How we got to where we’re at with the federal judiciary

I saw this:

Moscow Mitch McConnell didn’t just casually toss the Constitution into the trash on Sean Hannity’s show Thursday when he promised Donald Trump would be in control of his own impeachment hearing. He gloated over his wanton destruction of federal judiciary, laughing at Hannity for saying that he was shocked President Obama left judicial vacancies.

“I’ll tell you why,” he answered. “I was in charge of what we did the last two years of the Obama administration.” Then he laughed.

He laughed over the fact that he single-handedly refused to let the Senate advise and consent on President Obama’s judicial nominees. He’s laughing over the fact that he left all those vacancies open for Donald Trump. For Trump. Including a Supreme Court seat.
(Daily Kos)

A quick history lesson. In November, 2013, the Senate ended the 60-vote threshold for approval of judicial picks. They had to do that because Republicans had taken to blocking just about everyone.
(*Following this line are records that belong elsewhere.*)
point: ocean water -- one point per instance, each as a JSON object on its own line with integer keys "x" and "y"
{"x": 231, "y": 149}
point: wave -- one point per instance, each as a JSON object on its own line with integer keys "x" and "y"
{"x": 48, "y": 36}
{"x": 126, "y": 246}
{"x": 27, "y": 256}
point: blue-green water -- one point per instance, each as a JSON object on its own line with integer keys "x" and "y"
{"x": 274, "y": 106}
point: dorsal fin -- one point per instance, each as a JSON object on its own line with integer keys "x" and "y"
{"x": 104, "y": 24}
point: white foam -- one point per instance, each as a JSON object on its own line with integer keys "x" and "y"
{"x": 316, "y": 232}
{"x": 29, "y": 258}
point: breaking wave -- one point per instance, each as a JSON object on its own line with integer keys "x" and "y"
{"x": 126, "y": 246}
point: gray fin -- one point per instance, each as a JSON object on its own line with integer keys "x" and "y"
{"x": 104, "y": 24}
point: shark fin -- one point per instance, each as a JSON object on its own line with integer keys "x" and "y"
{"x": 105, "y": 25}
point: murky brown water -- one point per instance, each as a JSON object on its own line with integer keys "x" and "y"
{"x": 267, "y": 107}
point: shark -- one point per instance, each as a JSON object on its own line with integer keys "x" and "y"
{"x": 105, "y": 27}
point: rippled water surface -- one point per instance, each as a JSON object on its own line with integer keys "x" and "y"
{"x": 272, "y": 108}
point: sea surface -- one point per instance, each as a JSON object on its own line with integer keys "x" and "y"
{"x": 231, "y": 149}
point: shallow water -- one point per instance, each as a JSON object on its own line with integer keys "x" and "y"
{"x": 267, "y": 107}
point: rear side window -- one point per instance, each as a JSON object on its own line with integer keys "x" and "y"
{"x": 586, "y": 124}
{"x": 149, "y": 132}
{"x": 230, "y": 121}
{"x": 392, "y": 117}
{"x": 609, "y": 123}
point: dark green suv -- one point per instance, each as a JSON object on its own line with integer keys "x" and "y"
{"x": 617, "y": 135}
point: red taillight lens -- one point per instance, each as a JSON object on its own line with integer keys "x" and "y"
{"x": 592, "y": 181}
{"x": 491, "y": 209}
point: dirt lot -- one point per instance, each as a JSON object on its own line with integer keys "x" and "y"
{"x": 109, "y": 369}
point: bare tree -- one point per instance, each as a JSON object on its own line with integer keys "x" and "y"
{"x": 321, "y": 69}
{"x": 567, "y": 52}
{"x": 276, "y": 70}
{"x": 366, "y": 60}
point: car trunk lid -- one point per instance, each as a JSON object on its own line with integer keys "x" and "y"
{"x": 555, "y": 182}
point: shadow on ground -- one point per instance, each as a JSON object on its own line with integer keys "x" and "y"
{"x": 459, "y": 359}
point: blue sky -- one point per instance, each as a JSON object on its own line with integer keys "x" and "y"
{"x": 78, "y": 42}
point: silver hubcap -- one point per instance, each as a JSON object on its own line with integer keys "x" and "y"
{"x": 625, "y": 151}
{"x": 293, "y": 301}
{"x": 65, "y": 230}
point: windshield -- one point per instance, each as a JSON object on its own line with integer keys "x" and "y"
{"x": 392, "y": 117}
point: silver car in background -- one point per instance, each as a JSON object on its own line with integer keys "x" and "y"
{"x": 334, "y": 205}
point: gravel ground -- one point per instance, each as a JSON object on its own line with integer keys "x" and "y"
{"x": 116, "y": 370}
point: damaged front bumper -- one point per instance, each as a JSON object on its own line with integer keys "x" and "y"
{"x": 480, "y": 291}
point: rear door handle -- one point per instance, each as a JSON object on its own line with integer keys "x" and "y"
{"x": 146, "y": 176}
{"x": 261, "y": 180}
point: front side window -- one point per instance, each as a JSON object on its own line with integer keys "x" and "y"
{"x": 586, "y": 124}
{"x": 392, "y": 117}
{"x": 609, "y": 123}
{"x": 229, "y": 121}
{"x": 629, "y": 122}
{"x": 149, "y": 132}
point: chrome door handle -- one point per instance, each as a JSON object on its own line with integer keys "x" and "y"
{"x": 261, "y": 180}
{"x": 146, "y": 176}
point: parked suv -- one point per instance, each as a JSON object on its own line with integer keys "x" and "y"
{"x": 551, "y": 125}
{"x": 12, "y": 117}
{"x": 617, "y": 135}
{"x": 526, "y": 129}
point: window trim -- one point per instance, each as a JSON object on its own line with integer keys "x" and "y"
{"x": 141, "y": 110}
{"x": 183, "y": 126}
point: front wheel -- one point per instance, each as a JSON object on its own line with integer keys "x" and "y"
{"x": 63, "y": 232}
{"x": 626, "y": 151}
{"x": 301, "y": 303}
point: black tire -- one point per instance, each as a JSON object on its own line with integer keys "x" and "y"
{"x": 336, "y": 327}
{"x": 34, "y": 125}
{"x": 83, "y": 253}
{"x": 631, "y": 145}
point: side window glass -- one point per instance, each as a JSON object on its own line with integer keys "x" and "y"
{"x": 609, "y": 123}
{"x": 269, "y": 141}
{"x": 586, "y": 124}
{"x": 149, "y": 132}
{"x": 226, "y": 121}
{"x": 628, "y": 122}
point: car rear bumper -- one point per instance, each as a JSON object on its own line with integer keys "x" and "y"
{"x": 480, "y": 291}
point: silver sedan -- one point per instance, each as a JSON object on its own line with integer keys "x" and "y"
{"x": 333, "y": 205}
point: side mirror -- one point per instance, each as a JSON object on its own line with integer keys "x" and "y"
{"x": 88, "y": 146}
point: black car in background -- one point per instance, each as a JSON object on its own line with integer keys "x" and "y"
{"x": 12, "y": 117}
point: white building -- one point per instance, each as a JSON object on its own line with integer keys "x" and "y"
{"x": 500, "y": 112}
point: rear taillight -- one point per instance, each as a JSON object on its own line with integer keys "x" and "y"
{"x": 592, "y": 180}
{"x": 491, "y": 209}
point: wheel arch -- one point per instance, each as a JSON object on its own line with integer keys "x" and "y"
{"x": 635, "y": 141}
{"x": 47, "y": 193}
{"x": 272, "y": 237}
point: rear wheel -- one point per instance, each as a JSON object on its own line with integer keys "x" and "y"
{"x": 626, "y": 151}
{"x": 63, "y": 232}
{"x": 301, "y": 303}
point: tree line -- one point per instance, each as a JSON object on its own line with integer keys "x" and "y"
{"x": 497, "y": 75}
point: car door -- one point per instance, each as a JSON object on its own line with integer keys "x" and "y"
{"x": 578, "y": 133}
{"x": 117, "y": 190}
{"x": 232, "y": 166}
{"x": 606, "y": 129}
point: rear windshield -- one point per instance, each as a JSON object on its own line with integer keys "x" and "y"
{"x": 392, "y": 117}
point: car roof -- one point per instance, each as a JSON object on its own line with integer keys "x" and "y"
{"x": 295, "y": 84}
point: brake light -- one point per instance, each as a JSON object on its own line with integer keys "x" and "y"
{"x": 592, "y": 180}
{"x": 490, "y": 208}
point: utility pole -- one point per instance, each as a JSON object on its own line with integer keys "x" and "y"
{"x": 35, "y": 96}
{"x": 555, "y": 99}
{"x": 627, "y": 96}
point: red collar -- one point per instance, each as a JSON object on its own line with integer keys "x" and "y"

Had they done it years prior, as they should have, they could have filled a lot more empty judicial seats while they could. Moreover, they did not subsequently make filling those seats a Code Red #1 priority as they also should have.

Then-Senate Judiciary Committee Chair Sen. Pat Leahy (D-VT) continued to allow Republicans to use the hoary Senate tradition of “blue slips” to block nominees. He apparently took for granted, or accepted fulsome assurances, that Republicans would reciprocate if/when things changed. The practices of the “world’s greatest deliberative body,” and all that. (Believe it or not, some pompous old fools continue to intone what’s inside the quote marks, there, in all seriousness.)
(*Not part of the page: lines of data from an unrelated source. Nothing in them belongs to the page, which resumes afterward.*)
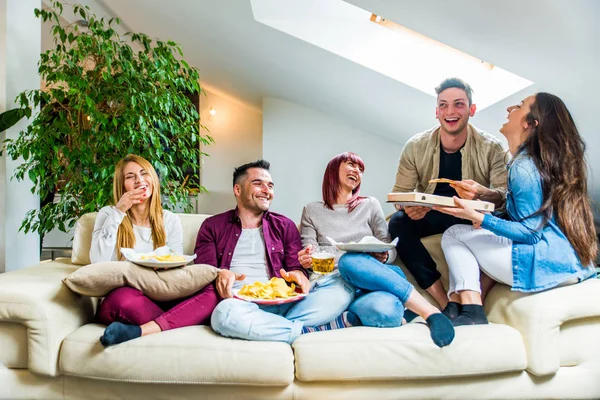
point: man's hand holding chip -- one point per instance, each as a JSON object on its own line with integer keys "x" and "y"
{"x": 297, "y": 277}
{"x": 225, "y": 281}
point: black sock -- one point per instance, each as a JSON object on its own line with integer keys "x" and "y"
{"x": 118, "y": 332}
{"x": 409, "y": 315}
{"x": 442, "y": 331}
{"x": 471, "y": 314}
{"x": 452, "y": 310}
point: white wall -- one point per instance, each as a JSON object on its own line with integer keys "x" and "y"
{"x": 237, "y": 130}
{"x": 299, "y": 142}
{"x": 20, "y": 38}
{"x": 3, "y": 108}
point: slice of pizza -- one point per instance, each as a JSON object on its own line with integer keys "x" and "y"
{"x": 442, "y": 180}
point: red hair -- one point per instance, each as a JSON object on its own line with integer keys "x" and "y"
{"x": 331, "y": 181}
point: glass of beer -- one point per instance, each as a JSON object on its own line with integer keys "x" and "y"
{"x": 323, "y": 259}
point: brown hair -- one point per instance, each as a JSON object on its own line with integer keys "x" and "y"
{"x": 564, "y": 175}
{"x": 331, "y": 180}
{"x": 125, "y": 236}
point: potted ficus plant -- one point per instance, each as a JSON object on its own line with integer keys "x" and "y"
{"x": 105, "y": 96}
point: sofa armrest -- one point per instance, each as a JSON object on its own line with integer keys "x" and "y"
{"x": 539, "y": 316}
{"x": 36, "y": 298}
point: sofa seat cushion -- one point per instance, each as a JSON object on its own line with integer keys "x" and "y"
{"x": 13, "y": 342}
{"x": 191, "y": 355}
{"x": 407, "y": 352}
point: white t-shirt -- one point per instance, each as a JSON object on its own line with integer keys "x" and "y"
{"x": 104, "y": 237}
{"x": 250, "y": 258}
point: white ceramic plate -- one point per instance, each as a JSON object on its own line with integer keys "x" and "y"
{"x": 134, "y": 257}
{"x": 365, "y": 247}
{"x": 273, "y": 302}
{"x": 161, "y": 264}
As I see it, there are two basic choices, to explain the foregoing. Or maybe it’s some combination of these two.

1. Sen. Leahy, then-President Obama, and plenty of others really were so astonishingly naïve and gullible as to believe that the modern-day GOP would refrain from doing whatever it took to pack the federal judiciary with dangerously extremist kooks, the moment they got the chance.

2. At least some of those same people don’t necessarily object to a right-wing judiciary, lest certain politicians take a measure of power and try to, in their view, “completely tear down the system and remake it.”
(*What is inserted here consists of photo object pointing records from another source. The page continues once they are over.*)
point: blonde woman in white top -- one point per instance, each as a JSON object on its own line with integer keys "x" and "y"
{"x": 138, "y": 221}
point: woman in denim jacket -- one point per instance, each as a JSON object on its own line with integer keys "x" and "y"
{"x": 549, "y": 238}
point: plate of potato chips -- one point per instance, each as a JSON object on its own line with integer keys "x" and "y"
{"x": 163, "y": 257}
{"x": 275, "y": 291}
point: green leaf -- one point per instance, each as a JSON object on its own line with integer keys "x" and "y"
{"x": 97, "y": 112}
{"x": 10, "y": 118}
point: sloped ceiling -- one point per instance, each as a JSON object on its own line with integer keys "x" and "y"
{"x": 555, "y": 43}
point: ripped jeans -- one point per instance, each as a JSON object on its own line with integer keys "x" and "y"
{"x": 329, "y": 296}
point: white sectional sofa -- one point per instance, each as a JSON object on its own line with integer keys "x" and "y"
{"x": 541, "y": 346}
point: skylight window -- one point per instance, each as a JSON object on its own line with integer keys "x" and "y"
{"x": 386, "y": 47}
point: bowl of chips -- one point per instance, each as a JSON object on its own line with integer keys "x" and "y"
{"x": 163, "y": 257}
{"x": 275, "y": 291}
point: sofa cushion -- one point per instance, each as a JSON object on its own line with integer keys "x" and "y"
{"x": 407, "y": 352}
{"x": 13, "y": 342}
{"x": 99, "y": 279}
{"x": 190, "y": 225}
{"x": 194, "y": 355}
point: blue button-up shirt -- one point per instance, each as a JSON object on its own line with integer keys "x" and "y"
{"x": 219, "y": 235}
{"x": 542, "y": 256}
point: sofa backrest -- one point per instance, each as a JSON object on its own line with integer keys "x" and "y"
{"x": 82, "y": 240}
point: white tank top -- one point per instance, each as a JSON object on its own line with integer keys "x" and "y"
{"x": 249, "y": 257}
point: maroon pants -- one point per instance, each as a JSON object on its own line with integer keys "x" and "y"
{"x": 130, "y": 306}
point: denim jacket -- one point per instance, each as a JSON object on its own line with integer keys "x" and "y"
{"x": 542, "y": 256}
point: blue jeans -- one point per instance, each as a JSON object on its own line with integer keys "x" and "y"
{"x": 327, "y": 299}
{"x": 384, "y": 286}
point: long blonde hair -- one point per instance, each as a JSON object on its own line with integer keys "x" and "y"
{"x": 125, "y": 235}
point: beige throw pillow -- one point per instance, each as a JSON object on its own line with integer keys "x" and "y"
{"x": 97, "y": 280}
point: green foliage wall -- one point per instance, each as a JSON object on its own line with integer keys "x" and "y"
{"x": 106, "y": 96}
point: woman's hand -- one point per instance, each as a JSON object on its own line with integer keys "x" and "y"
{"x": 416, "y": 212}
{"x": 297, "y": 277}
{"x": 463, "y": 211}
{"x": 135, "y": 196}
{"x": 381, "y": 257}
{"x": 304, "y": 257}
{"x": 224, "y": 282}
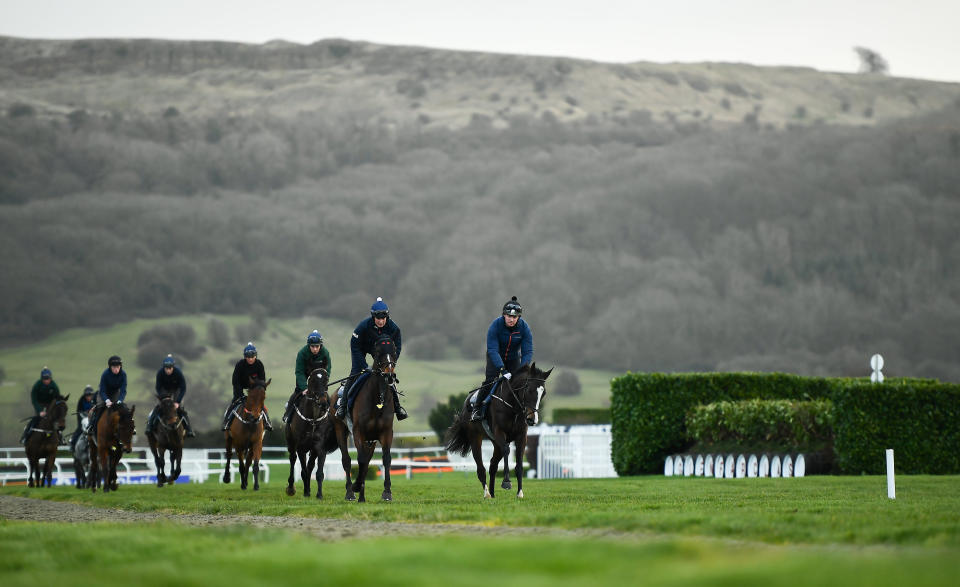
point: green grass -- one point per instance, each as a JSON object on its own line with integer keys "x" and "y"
{"x": 78, "y": 357}
{"x": 816, "y": 530}
{"x": 811, "y": 510}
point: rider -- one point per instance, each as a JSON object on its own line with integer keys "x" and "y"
{"x": 44, "y": 391}
{"x": 247, "y": 367}
{"x": 365, "y": 335}
{"x": 509, "y": 347}
{"x": 113, "y": 388}
{"x": 312, "y": 356}
{"x": 170, "y": 377}
{"x": 86, "y": 403}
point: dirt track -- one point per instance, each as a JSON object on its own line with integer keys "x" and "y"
{"x": 21, "y": 508}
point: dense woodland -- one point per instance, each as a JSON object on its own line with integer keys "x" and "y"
{"x": 633, "y": 242}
You can make up your own mind, if you like, on all of that.

One alternative that I see is to elect a president with the integrity and guts to basically treat everything Traitor Trump has done, including his judicial picks, as essentially null and void. When things have gone very, very wrong, thoughtful, humane people have the right – some would say an imperative – to do what it takes to fix them. You can make up your own mind on that, too.